Un entrenador que se hizo de abajo

“Belgrano es sentimiento, pueblo. Todos queremos que le vaya bien. Hemos vuelto para esto y por suerte le dimos un título. Todos estos chicos quedaron en la historia del fútbol cordobés y eso está buenísimo. Está bueno que los equipos indirectamente afiliados a la AFA se den cuenta que podemos”, afirmó.

Zielinski se hizo de abajo. Fue un jugador humilde que se transformó en un entrenador legendario. Su recorrido es una lección de perseverancia, pertenencia y trabajo silencioso. Nacido el 14 de octubre de 1959 en Lanús Oeste, Zielinski debutó como mediocampista en San Telmo en 1979. Contó que en el ferrocarril Roca conoció a Diego Maradona, cuando uno se bajaba para tomarse el colectivo a Isla Maciel y el otro a La Paternal.

Su carrera en pantalones cortos transcurrió mayoritariamente en la B y en la C: Argentino de Quilmes, Chacarita Juniors -donde logró el ascenso a Primera en 1983 y jugó en la máxima categoría hasta 1985-, Deportivo Mandiyú, Deportivo Laferrere, Kimberley de Mar del Plata, Ituzaingó y Colegiales. Se retiró en 1992 sin grandes títulos, pero con una escuela de esfuerzo y sencillez que luego volcaría en los bancos.

En 1994 comenzó su carrera como técnico en Ituzaingó, su último club como jugador. Dirigió en el ascenso a San Telmo, Deportivo Morón, Defensa y Justicia, All Boys, Juventud Antoniana, El Porvenir, Temperley, Ben Hur y Chacarita, equipo al que ascendió a Primera en 2009.
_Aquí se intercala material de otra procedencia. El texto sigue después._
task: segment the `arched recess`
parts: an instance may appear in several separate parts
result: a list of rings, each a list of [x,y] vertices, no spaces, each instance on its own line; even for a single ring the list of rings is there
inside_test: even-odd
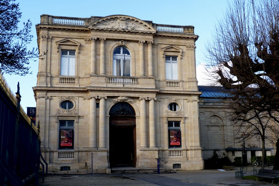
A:
[[[109,162],[111,168],[136,164],[135,113],[125,102],[109,111]]]

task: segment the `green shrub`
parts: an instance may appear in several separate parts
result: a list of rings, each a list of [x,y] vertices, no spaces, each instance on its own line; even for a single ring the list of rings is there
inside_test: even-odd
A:
[[[242,157],[236,157],[233,159],[234,161],[232,162],[232,164],[236,166],[239,166],[242,164]]]
[[[273,165],[275,160],[275,156],[268,156],[266,157],[266,163],[268,165]]]
[[[259,162],[262,160],[262,158],[261,156],[252,156],[251,157],[251,161],[252,163],[255,161]]]

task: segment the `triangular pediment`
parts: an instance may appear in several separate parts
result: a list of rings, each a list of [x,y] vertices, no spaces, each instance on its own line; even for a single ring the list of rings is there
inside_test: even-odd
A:
[[[162,51],[170,51],[172,52],[182,52],[183,51],[183,49],[177,47],[174,45],[170,45],[161,49]]]
[[[56,41],[55,42],[56,45],[77,45],[79,46],[81,45],[80,42],[76,41],[73,39],[70,38],[66,38],[60,41]]]
[[[123,15],[102,17],[90,24],[88,27],[95,29],[156,32],[155,29],[146,22],[135,17]]]

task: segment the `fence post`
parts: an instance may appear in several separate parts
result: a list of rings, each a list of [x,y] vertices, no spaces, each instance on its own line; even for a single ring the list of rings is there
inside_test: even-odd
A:
[[[160,164],[159,161],[160,159],[157,158],[157,174],[160,174]]]

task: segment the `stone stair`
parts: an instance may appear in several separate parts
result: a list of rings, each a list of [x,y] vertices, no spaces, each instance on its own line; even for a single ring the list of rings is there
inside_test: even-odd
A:
[[[163,173],[176,173],[175,170],[165,169],[160,169],[160,174]],[[117,167],[111,170],[112,174],[143,174],[157,173],[157,168],[137,168],[136,167]]]

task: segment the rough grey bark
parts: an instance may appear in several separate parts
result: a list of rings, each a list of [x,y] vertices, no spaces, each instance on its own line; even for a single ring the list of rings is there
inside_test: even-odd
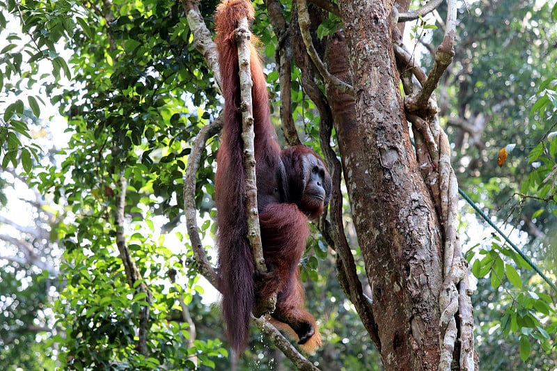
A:
[[[393,1],[339,2],[356,122],[337,128],[387,370],[433,370],[442,283],[439,218],[419,173],[398,88]]]

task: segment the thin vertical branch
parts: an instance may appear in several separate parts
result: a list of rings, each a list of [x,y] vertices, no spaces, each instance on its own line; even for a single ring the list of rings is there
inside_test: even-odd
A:
[[[141,281],[138,284],[138,281],[140,281],[141,276],[139,274],[137,265],[136,265],[135,262],[132,258],[130,249],[126,243],[124,234],[124,210],[126,205],[126,187],[127,187],[127,181],[123,175],[120,175],[118,182],[118,185],[120,191],[116,196],[116,210],[115,216],[116,246],[120,253],[120,258],[122,259],[122,262],[124,265],[124,271],[126,274],[127,283],[130,285],[130,287],[135,290],[134,296],[136,297],[138,294],[145,293],[145,298],[139,299],[140,301],[144,300],[146,301],[147,305],[141,306],[141,309],[139,310],[139,341],[136,345],[136,349],[140,354],[147,356],[148,356],[147,340],[150,326],[149,312],[152,297],[150,290],[149,290],[147,285],[146,285],[144,282]]]

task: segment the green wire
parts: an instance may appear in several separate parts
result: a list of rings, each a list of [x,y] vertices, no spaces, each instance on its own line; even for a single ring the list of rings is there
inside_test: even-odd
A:
[[[510,241],[510,239],[509,239],[507,235],[505,235],[503,232],[503,231],[500,230],[499,228],[497,227],[497,226],[496,226],[494,222],[492,221],[489,217],[487,216],[487,215],[486,215],[485,213],[483,212],[469,197],[468,197],[468,195],[466,194],[464,191],[462,191],[460,188],[458,189],[458,193],[460,194],[460,196],[462,196],[462,198],[464,200],[466,200],[466,201],[470,205],[470,206],[471,206],[478,212],[478,214],[479,214],[480,216],[489,224],[489,226],[493,227],[493,229],[494,229],[497,232],[497,233],[501,235],[501,236],[505,239],[505,241],[506,241],[508,243],[510,247],[512,247],[512,249],[515,250],[515,251],[516,251],[517,253],[518,253],[518,255],[519,255],[520,257],[522,259],[524,259],[524,261],[526,261],[526,263],[528,263],[528,265],[530,267],[532,267],[534,271],[535,271],[538,274],[539,274],[540,276],[542,277],[542,278],[543,278],[544,281],[547,282],[547,284],[549,285],[549,286],[551,286],[551,287],[553,290],[557,292],[557,286],[555,285],[555,283],[554,283],[551,280],[549,280],[549,278],[548,278],[547,276],[545,274],[544,274],[544,273],[540,269],[540,268],[538,268],[538,266],[528,257],[524,255],[524,253],[521,251],[520,248],[519,248],[518,246],[517,246],[517,245],[513,244]]]

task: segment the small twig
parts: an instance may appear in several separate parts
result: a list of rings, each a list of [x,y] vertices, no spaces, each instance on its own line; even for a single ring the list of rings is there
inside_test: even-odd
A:
[[[197,138],[194,141],[191,152],[188,157],[186,173],[184,175],[184,214],[186,216],[186,226],[194,251],[194,258],[198,264],[199,272],[217,289],[219,286],[217,273],[207,260],[201,239],[199,237],[195,200],[196,174],[199,168],[201,154],[205,150],[205,142],[209,138],[218,133],[221,128],[222,118],[221,117],[201,128]]]
[[[322,9],[324,9],[329,13],[334,14],[339,18],[340,17],[340,11],[338,10],[338,6],[332,1],[327,0],[309,0],[309,2]]]
[[[265,334],[273,342],[277,348],[281,349],[288,359],[292,361],[294,365],[299,371],[319,371],[308,358],[301,355],[288,339],[284,337],[276,328],[271,324],[264,317],[260,318],[251,317],[252,322],[258,326],[262,333]]]
[[[116,228],[116,246],[120,253],[120,258],[124,264],[124,270],[127,278],[127,283],[130,285],[130,287],[135,290],[134,296],[140,292],[143,292],[146,295],[144,301],[147,302],[147,305],[141,306],[139,310],[139,340],[136,348],[140,354],[147,356],[148,356],[147,340],[150,327],[149,312],[152,295],[144,282],[141,282],[139,285],[136,285],[137,281],[141,279],[141,276],[137,269],[137,265],[136,265],[135,262],[132,258],[132,255],[130,253],[130,249],[127,247],[124,235],[124,210],[126,205],[127,180],[123,175],[120,175],[118,185],[120,191],[116,196],[116,210],[114,218],[114,223]]]
[[[326,84],[333,85],[340,91],[354,95],[354,88],[336,76],[329,73],[322,61],[319,58],[309,32],[310,19],[307,3],[306,3],[306,0],[297,0],[297,2],[298,3],[298,22],[300,25],[301,38],[304,40],[304,45],[306,45],[308,54],[323,78],[323,81]]]
[[[290,27],[284,18],[283,6],[277,0],[266,0],[267,14],[273,31],[278,39],[275,54],[278,66],[281,86],[281,123],[284,138],[289,145],[301,144],[292,116],[292,42]]]
[[[189,29],[194,35],[194,43],[196,49],[205,58],[207,65],[213,72],[214,80],[220,88],[221,72],[218,63],[219,53],[217,52],[217,45],[211,36],[211,32],[207,29],[207,26],[203,22],[203,17],[199,12],[197,1],[182,0],[182,5],[186,12]]]
[[[405,104],[410,112],[427,111],[428,102],[435,88],[437,87],[441,75],[453,61],[455,55],[453,44],[456,33],[457,7],[456,0],[448,0],[447,21],[445,36],[435,53],[435,62],[427,78],[422,83],[422,88],[416,95],[408,97]]]
[[[428,14],[437,9],[444,1],[444,0],[431,0],[417,10],[410,10],[407,13],[400,13],[398,15],[398,22],[403,22],[413,21],[414,19],[417,19],[420,17],[423,17],[426,14]]]

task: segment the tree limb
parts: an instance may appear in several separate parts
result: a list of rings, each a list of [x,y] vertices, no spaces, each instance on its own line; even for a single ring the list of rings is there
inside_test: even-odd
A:
[[[327,68],[317,55],[315,47],[313,46],[313,42],[311,40],[311,35],[309,32],[310,18],[306,0],[297,0],[297,3],[298,4],[298,22],[300,25],[301,38],[306,45],[306,50],[308,54],[323,78],[325,84],[333,85],[340,91],[354,95],[354,88],[352,86],[331,74],[327,71]]]
[[[127,181],[126,178],[121,175],[118,182],[118,188],[120,191],[116,195],[116,210],[115,211],[115,226],[116,229],[116,246],[118,246],[120,253],[120,258],[124,265],[124,270],[125,271],[126,278],[130,287],[135,291],[134,296],[139,293],[145,293],[145,299],[140,300],[147,302],[147,305],[141,306],[139,310],[139,340],[136,345],[137,352],[143,356],[148,356],[148,350],[147,347],[148,335],[149,331],[149,311],[150,309],[150,304],[152,300],[152,296],[150,290],[147,287],[144,282],[141,281],[139,285],[136,284],[137,281],[141,279],[141,276],[137,269],[135,262],[132,258],[130,253],[130,249],[126,243],[125,236],[124,234],[124,210],[126,205],[126,187],[127,187]]]
[[[329,1],[328,0],[309,0],[309,2],[329,13],[334,14],[338,17],[340,17],[340,11],[338,10],[338,6],[332,1]]]
[[[407,97],[405,101],[405,106],[409,112],[431,110],[431,108],[428,107],[428,104],[432,93],[437,88],[443,72],[453,61],[455,55],[453,44],[456,34],[456,0],[448,0],[445,35],[435,53],[435,62],[427,78],[422,83],[422,88],[417,94]]]
[[[292,44],[290,29],[284,19],[282,5],[277,0],[266,0],[269,20],[278,40],[275,54],[281,86],[281,123],[288,145],[301,144],[292,116]]]
[[[267,265],[263,256],[263,245],[261,243],[261,229],[259,226],[259,212],[257,205],[257,179],[256,175],[255,134],[253,132],[253,102],[250,68],[249,39],[251,37],[245,17],[238,21],[234,37],[238,47],[238,63],[240,65],[240,111],[242,111],[242,132],[244,141],[244,168],[246,182],[246,211],[247,213],[248,239],[253,256],[253,265],[256,271],[267,272]],[[240,216],[239,216],[240,217]],[[262,313],[274,312],[276,294],[272,295],[265,303],[258,303],[258,312]]]
[[[426,14],[428,14],[437,9],[444,1],[444,0],[431,0],[417,10],[411,10],[409,12],[400,13],[398,15],[398,22],[402,22],[413,21],[421,17],[423,17]]]
[[[197,226],[197,210],[196,210],[196,175],[199,168],[201,154],[205,150],[207,139],[222,129],[222,118],[201,128],[197,137],[194,141],[191,152],[188,156],[186,173],[184,175],[184,214],[186,216],[186,228],[189,236],[194,258],[198,265],[198,269],[207,280],[215,287],[219,288],[218,277],[211,264],[207,260],[201,239],[199,237],[199,227]]]
[[[205,58],[207,65],[212,71],[214,81],[220,88],[221,72],[219,68],[219,54],[217,51],[217,45],[211,36],[211,32],[203,22],[201,13],[199,13],[198,3],[198,1],[195,0],[182,0],[182,6],[186,12],[189,29],[194,35],[196,49]]]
Tras un paso por Patronato, en enero de 2011, llegó a Belgrano. El primer amor con el Pirata duró cinco años. En su primer ciclo al frente del Celeste, logró lo impensado: ascendió a Belgrano a Primera División. Luego vino una de las mejores campañas del club en la élite: segundo puesto en la tabla y la clasificación a la Copa Sudamericana 2013, el primer torneo internacional de la historia del conjunto cordobés. Dirigió más de 200 partidos, alcanzó las 100 victorias oficiales y se convirtió en el técnico más ganador y longevo de la institución hasta ese momento. Se fue en 2016, pero nunca dejó de ser “el Ruso de Belgrano”.
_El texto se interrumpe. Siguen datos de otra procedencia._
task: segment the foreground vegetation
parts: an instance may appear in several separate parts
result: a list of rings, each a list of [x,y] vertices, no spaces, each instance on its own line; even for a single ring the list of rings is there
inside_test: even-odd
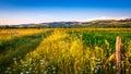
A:
[[[0,72],[3,74],[115,74],[115,60],[107,65],[105,62],[115,52],[117,36],[122,37],[122,49],[128,57],[124,59],[121,55],[121,73],[129,74],[131,73],[130,28],[56,28],[1,41]]]

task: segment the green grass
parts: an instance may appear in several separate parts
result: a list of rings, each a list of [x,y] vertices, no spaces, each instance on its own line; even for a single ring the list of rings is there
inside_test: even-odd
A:
[[[47,32],[47,34],[49,33]],[[34,50],[47,34],[39,33],[2,41],[0,44],[0,73],[3,73],[8,66],[13,65],[15,60],[20,61],[27,52]]]
[[[106,28],[107,29],[107,28]],[[122,38],[121,73],[130,74],[130,30],[55,29],[13,38],[0,44],[1,73],[8,74],[116,74],[115,60],[104,67],[115,52],[116,37]],[[3,70],[4,69],[4,70]]]

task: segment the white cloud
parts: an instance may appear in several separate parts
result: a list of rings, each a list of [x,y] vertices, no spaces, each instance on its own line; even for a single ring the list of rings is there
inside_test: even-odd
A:
[[[100,16],[100,17],[88,18],[88,21],[94,21],[94,20],[124,20],[124,18],[128,18],[128,17],[127,16],[122,16],[122,17]]]

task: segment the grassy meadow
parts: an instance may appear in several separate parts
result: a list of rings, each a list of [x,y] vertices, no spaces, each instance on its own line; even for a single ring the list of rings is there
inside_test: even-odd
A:
[[[0,29],[0,74],[116,74],[116,37],[122,38],[121,73],[131,73],[131,28]]]

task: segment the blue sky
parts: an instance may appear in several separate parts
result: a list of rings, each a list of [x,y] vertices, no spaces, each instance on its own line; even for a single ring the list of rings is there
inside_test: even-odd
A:
[[[131,0],[0,0],[0,24],[131,17]]]

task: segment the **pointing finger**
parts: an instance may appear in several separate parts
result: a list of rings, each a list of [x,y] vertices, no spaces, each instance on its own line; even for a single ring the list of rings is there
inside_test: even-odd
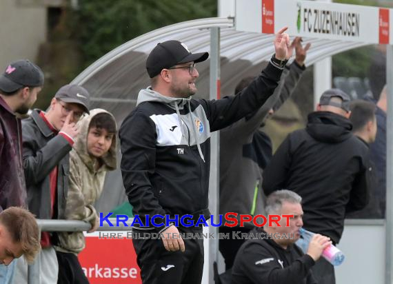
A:
[[[288,29],[288,27],[284,27],[284,28],[281,28],[280,30],[279,30],[279,32],[277,32],[277,33],[278,34],[282,34],[283,32],[284,32]]]
[[[70,112],[70,113],[66,117],[66,120],[64,121],[64,124],[70,124],[70,121],[71,121],[71,117],[72,117],[72,112]]]

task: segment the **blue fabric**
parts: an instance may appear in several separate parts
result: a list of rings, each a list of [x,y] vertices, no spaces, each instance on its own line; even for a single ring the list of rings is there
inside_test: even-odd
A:
[[[17,261],[14,259],[8,266],[0,264],[0,283],[12,284]]]

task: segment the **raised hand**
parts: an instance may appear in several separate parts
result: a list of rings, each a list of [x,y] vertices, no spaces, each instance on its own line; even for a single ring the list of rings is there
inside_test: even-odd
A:
[[[284,32],[288,27],[284,27],[276,34],[274,39],[274,50],[276,58],[279,60],[288,59],[292,54],[293,49],[290,48],[290,36]]]
[[[321,257],[323,250],[331,244],[332,241],[330,241],[330,238],[319,234],[315,234],[310,241],[307,254],[310,256],[314,261],[316,261]]]
[[[175,226],[172,225],[169,227],[161,235],[166,250],[177,252],[180,250],[182,252],[184,252],[185,250],[184,241],[181,239],[180,234],[179,234],[179,230]]]
[[[63,127],[60,130],[61,132],[66,133],[69,136],[72,137],[72,139],[75,139],[78,134],[79,133],[79,130],[77,127],[77,125],[74,122],[71,121],[72,118],[73,117],[74,112],[71,110],[67,117],[66,117],[66,121],[64,121],[64,124],[63,124]]]
[[[295,60],[299,65],[303,66],[304,65],[304,61],[305,60],[305,57],[307,55],[307,51],[310,49],[311,43],[308,43],[303,48],[302,45],[303,39],[300,37],[296,37],[290,46],[291,49],[295,50]]]

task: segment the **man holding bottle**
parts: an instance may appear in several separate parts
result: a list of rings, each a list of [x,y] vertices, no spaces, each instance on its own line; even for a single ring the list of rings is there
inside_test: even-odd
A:
[[[232,283],[316,283],[311,267],[322,252],[332,244],[328,237],[314,234],[307,253],[303,254],[294,243],[300,238],[303,226],[301,197],[290,190],[277,190],[268,197],[267,214],[293,215],[290,225],[281,219],[263,228],[265,238],[250,239],[240,248],[232,267]]]

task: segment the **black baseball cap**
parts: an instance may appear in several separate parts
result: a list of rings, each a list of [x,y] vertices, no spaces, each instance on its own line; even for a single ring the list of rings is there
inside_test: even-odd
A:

Después pasaron Racing, Atlético Tucumán, Estudiantes de La Plata, Independiente y Lanús. En todos tuvo campañas por encima del promedio. Pero ninguna como Belgrano, que el año que viene jugará la Copa Libertadores. Antes, claro, tiene la chance de ganar otro título local porque ya se aseguró un lugar en la final del Trofeo de Campeones.